So far I've figured out that if I'm too busy spreading my energy all over the place I won't have enough for myself. But this whole cancer thing sure doesn't end with a mastectomy as I was led to believe.
It's all an interconnected puzzle as far down the road as I can see. And now enters the H word . . hormones.
When I think hormone therapy I think hot flashes and adding hormones via pill to replace the ones we lose during menopause.
But when being treated for breast cancer Hormone therapy doesn't actually involve using hormones themselves. In fact it should perhaps be called anti-hormone therapy because it uses drugs or surgery to block the hormones that are being used by cancer cells to stimulate their growth.
"estrogen and progesterone circulate in the bloodstream. They can attach to breast cancer cells and stimulate tumor growth. Estrogen is the major promoter of cell growth in hormone dependent breast cancer.
"The goal of hormone therapy is to deprive the cancer tissue of estrogen, .. halting or slowing of cancer cell growth.
"Unlike chemotherapy, hormone therapy, also called endocrine therapy, does not kill the cancer cell. (it) acts by either blocking estrogen from reaching cancer cells or reducing the production of estrogen. cancerfacts
Tamoxifen is a hormone blocker that a lot of us have heard of somehow. It's been used for years in both North America and Europe.
For women before or after menopause it has been considered first-line therapy because it a.) blocks estrogen's action at the tumor but b.) acts like estrogen in other areas of the body.
For example, it has estrogen-like effects on the bone and supports bone health while blocking actual estrogen from reaching tumors or cancer cells that have metastisized.
Aromatase inhibitors on the other hand sound like an option for a shower. Not so I'm learning. They're used to block Estrogen's feeding of the tumor cells but in a different way than Tamoxifen.

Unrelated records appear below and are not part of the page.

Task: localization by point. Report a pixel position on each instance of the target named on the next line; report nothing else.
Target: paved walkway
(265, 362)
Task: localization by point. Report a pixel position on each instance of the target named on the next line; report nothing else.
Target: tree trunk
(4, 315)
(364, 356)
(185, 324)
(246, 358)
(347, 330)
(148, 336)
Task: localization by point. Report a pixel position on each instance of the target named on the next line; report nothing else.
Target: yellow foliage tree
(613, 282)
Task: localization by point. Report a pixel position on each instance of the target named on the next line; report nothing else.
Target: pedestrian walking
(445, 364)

Memo that I didn't get earlier: After menopause adrenal glands take over producing Estrogen when the ovaries no longer do so. I had no clue.
But with aromatase inhibitors the idea now is to block the chemical aromatase,an estrogen precursor made by adrenal glands.
In other words the aromatase inhibitor stops Estrogen from running around my blood stream before estrogen ever actually BECOMES estrogen.
It used to be that AIs were only used only as first-line therapy for for advanced breast cancer in women who were past menopause. Then sometimes they were used in other patients as second-line therapy after tamoxifen stopped working & cancer cells started regrowing.
Now however that's changing - or at least some cancer docs feel that Aromatase inhibitors should be my first line of defense instead of tamoxifen.
But I find it interesting - and good news too - to learn that some patients have responded to multiple forms of endocrine treatment by using one, then a second, and then a third drug months or years later.
Today I'm betting on at least a good five year run with smart docs on the case. Tomorrow maybe I'll decide that's bunk but that's how I feel today. It could be a year - it could be eleven - it's all a roller coaster ride though. Maybe crossing my fingers could help.
Still, my real fear is the fatigue. if I'm too exhausted to deal with it all I won't do well. How do we manage treatment and living and all the rest? That's another challenge that maybe even smart docs can't solve for me.